We will place patients on hormone therapy for different lengths of time depending on how bad the prostate cancer is. Typical durations are:
Low Risk Cancer = None, or 3 months if needed to shrink the prostate gland before radiation.
Gleason score of 6, PSA less than 10
Intermediate Risk Cancer = 6 – 12 months
Gleason score of 7, especially if PSA over 10 or a lot of cancer found on biopsy
High Risk Cancer = 12 – 24 months
Gleason score of 8 – 10, especially if PSA is over 10 or a lot of cancer found on the biopsy. If cancer is in lymph nodes we may use 36 months of HT or longer.
Hormone therapy (HT) is quite complicated!

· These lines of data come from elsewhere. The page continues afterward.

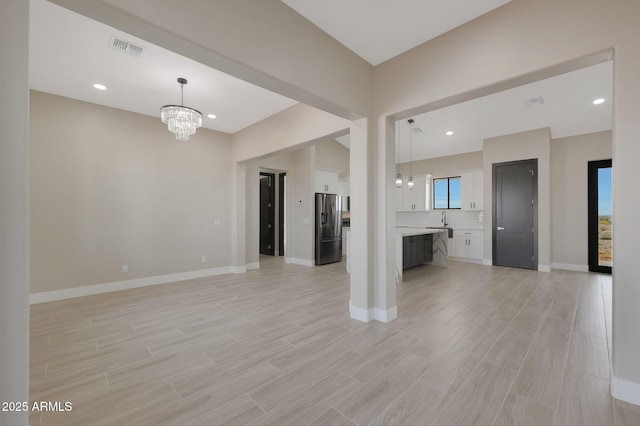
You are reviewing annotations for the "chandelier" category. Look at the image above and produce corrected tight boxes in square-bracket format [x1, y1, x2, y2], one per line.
[160, 78, 202, 141]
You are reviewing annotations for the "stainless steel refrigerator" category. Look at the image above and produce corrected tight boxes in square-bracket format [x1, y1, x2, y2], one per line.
[316, 193, 342, 265]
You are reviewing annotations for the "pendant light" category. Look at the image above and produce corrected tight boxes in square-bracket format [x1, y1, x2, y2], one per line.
[407, 118, 414, 189]
[396, 125, 404, 188]
[160, 77, 202, 141]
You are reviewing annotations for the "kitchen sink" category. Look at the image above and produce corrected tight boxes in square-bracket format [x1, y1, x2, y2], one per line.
[427, 226, 453, 238]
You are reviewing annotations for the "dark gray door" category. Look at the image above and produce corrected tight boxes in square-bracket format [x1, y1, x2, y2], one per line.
[260, 172, 276, 256]
[493, 160, 538, 269]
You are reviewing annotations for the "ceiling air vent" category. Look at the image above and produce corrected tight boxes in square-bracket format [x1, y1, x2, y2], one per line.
[110, 36, 144, 58]
[525, 96, 544, 107]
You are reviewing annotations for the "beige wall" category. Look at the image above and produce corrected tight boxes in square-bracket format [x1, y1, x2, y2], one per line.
[30, 92, 231, 293]
[9, 0, 640, 402]
[373, 0, 640, 394]
[483, 128, 551, 271]
[396, 151, 483, 178]
[316, 139, 349, 179]
[0, 0, 29, 426]
[551, 132, 612, 270]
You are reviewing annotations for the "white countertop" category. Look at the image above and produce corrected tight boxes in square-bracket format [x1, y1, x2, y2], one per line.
[396, 227, 448, 237]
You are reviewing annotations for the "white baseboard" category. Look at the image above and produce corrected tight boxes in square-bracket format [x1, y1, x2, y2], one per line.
[449, 256, 482, 265]
[538, 265, 551, 272]
[284, 257, 315, 266]
[551, 262, 589, 272]
[29, 266, 235, 305]
[247, 262, 260, 271]
[373, 306, 398, 323]
[611, 374, 640, 405]
[349, 306, 375, 322]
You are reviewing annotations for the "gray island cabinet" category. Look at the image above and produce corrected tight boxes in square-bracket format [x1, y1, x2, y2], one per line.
[396, 227, 448, 282]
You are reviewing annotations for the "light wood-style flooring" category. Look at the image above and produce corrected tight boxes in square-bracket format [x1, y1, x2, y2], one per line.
[30, 257, 640, 426]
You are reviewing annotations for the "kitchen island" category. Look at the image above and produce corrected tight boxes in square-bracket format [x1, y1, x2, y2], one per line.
[396, 227, 448, 283]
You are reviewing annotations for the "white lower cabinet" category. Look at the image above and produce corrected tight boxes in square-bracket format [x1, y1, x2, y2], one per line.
[453, 229, 482, 261]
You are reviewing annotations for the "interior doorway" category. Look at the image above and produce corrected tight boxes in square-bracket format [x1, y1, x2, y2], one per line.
[493, 159, 538, 270]
[588, 159, 613, 274]
[260, 172, 276, 256]
[278, 173, 287, 256]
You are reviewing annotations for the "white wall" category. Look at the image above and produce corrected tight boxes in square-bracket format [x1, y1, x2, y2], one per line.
[286, 146, 315, 266]
[30, 91, 231, 293]
[0, 0, 29, 426]
[551, 131, 612, 271]
[316, 139, 349, 179]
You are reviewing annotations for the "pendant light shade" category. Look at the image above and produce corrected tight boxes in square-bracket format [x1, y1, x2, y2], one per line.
[160, 78, 202, 141]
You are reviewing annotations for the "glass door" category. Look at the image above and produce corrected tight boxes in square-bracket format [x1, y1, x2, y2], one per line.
[588, 160, 613, 274]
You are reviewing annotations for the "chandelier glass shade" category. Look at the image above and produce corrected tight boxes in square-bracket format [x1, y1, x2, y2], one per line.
[160, 78, 202, 141]
[396, 173, 403, 188]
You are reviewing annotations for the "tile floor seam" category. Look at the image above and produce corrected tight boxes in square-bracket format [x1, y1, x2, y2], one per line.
[553, 285, 582, 425]
[492, 278, 560, 425]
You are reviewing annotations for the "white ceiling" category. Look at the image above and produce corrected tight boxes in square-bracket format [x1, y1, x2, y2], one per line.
[282, 0, 510, 65]
[396, 62, 613, 163]
[29, 0, 296, 133]
[30, 0, 613, 162]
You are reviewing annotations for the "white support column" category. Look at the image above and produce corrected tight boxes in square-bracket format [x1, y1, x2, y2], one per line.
[374, 118, 398, 322]
[231, 161, 247, 274]
[0, 0, 29, 426]
[611, 44, 640, 405]
[349, 118, 375, 322]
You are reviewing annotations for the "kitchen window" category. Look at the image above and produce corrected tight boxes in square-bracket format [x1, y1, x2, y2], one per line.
[433, 176, 462, 210]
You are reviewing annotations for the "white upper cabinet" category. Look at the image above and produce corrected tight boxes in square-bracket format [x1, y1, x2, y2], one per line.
[462, 171, 483, 210]
[315, 170, 340, 194]
[395, 175, 429, 212]
[338, 179, 349, 212]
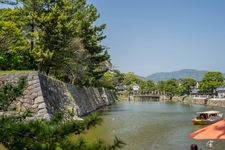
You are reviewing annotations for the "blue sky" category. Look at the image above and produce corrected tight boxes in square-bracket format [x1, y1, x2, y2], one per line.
[0, 0, 225, 76]
[88, 0, 225, 76]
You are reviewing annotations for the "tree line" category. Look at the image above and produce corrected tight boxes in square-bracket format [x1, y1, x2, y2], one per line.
[107, 70, 225, 96]
[0, 0, 111, 86]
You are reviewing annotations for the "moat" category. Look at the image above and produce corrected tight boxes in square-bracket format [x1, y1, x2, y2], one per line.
[74, 101, 225, 150]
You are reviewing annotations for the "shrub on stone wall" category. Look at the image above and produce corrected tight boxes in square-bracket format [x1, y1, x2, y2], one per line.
[0, 115, 124, 150]
[0, 78, 25, 111]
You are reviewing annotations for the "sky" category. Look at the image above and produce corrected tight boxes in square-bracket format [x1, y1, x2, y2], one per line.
[0, 0, 225, 76]
[88, 0, 225, 76]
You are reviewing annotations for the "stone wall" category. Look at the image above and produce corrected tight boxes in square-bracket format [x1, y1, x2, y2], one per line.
[0, 72, 116, 119]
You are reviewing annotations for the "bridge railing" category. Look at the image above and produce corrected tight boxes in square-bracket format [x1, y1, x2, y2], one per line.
[129, 90, 165, 96]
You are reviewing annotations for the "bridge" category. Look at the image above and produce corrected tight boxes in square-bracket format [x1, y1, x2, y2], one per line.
[129, 90, 165, 97]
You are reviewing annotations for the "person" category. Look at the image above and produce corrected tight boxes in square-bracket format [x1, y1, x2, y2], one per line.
[191, 144, 198, 150]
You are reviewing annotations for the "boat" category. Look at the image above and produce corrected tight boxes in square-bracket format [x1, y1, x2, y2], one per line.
[192, 111, 223, 125]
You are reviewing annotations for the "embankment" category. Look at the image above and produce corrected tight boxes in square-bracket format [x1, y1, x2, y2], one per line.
[0, 72, 116, 119]
[167, 97, 225, 107]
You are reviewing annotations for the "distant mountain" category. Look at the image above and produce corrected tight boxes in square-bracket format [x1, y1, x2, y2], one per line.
[146, 69, 208, 81]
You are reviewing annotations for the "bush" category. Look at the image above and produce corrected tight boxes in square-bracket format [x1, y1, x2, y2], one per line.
[0, 115, 125, 150]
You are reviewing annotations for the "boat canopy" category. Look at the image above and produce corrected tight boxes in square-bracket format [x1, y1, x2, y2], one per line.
[197, 110, 220, 114]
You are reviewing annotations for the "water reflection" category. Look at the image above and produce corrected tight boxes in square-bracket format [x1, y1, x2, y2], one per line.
[73, 101, 225, 150]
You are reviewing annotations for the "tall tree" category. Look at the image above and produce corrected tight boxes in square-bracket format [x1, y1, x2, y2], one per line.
[178, 78, 197, 95]
[200, 72, 224, 94]
[0, 8, 35, 70]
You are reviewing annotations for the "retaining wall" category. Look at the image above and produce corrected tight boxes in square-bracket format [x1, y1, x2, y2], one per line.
[0, 72, 116, 119]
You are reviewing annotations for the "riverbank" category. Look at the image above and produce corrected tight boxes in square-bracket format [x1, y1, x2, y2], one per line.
[0, 71, 116, 120]
[167, 96, 225, 108]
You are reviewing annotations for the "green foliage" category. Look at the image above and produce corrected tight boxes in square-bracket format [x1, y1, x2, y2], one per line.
[0, 0, 111, 86]
[0, 115, 124, 150]
[178, 78, 197, 95]
[0, 8, 34, 70]
[200, 72, 224, 94]
[158, 80, 178, 98]
[0, 78, 25, 111]
[139, 80, 156, 91]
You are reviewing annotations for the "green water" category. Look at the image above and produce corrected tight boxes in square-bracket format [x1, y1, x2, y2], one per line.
[75, 101, 225, 150]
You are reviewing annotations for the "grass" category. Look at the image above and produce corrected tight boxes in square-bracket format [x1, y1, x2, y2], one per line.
[0, 70, 33, 75]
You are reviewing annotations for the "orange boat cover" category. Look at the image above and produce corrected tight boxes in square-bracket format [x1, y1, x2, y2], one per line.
[188, 120, 225, 140]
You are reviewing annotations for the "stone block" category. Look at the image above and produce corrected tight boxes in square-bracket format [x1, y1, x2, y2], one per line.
[38, 103, 46, 109]
[38, 108, 48, 115]
[34, 96, 44, 104]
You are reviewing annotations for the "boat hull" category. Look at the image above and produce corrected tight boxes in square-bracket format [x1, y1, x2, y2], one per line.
[192, 118, 222, 125]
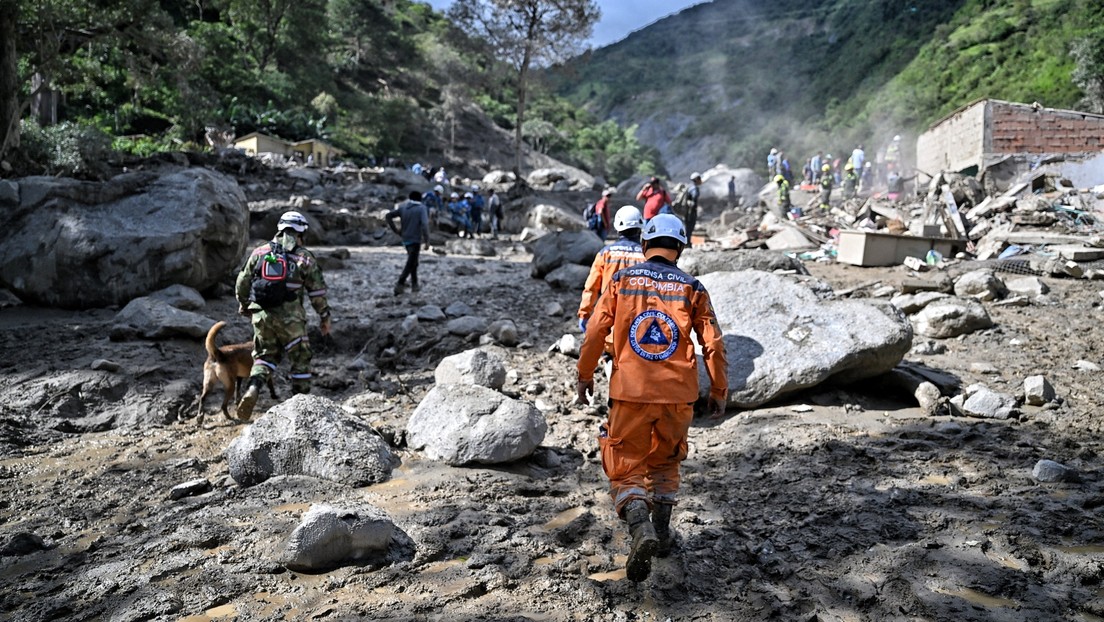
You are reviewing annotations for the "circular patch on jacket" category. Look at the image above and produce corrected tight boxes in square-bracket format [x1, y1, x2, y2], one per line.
[628, 309, 679, 360]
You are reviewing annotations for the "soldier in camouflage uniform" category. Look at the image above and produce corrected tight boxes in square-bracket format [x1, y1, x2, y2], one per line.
[235, 212, 330, 421]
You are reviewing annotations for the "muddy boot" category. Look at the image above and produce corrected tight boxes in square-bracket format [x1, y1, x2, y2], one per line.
[651, 503, 675, 557]
[625, 499, 659, 583]
[237, 376, 264, 421]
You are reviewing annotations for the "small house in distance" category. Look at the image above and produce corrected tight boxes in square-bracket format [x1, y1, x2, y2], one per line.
[916, 99, 1104, 186]
[234, 131, 290, 157]
[234, 131, 343, 168]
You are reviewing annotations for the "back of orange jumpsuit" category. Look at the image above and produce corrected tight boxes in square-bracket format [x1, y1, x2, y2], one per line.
[578, 238, 644, 327]
[577, 256, 729, 515]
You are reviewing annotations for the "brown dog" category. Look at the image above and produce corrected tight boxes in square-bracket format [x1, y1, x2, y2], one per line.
[197, 321, 276, 423]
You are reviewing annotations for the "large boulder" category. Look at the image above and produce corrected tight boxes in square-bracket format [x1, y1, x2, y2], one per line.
[406, 384, 548, 466]
[280, 504, 395, 572]
[0, 168, 250, 308]
[526, 167, 594, 190]
[434, 348, 506, 389]
[110, 296, 214, 341]
[526, 203, 586, 231]
[699, 161, 763, 207]
[529, 231, 603, 278]
[912, 296, 992, 339]
[544, 264, 591, 292]
[679, 249, 809, 276]
[699, 271, 912, 408]
[226, 394, 400, 486]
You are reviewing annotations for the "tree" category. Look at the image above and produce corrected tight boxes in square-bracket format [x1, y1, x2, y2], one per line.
[449, 0, 602, 175]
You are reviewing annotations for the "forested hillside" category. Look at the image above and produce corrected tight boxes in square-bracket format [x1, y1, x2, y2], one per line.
[553, 0, 1104, 172]
[0, 0, 657, 180]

In summary:
- HT lowers the testosterone level in the body.
- HT is given by a series of injections over 6 – 24 months usually.
- HT causes side effects of hot flashes, fatigue, low sex drive.
- The side effects of HT are reversible.
- Most but not all prostate cancer cells need testosterone to survive and thrive.
- HT kills many or most prostate cancer cells, shrinks the tumor, and lowers the PSA.
- We add HT to radiation for aggressive prostate cancers, not for early “low risk” cancers.
- The length of time we use HT, 6 – 24 months, depends on how bad the cancer is.
- We wait 2 – 3 months after starting HT before we start the radiation.
Q) Will I grow breasts if I am on hormone therapy?
A) No. We don’t give female hormones. We give a medication that reduces your male hormones. It’s more like an anti-hormone.
Q) I heard that hormone therapy just slows down the cancer…
A) That is true if hormone therapy is being used on its own. In this case we are using it along with radiation to help increase the chance of curing the cancer.
Q) Is it OK to skip the hormonal therapy?
A) Discuss this with your doctor. In some cases adding hormone therapy will only add a slight benefit, and the added side effects like fatigue and temporary loss of sexual function may not be worth it to you.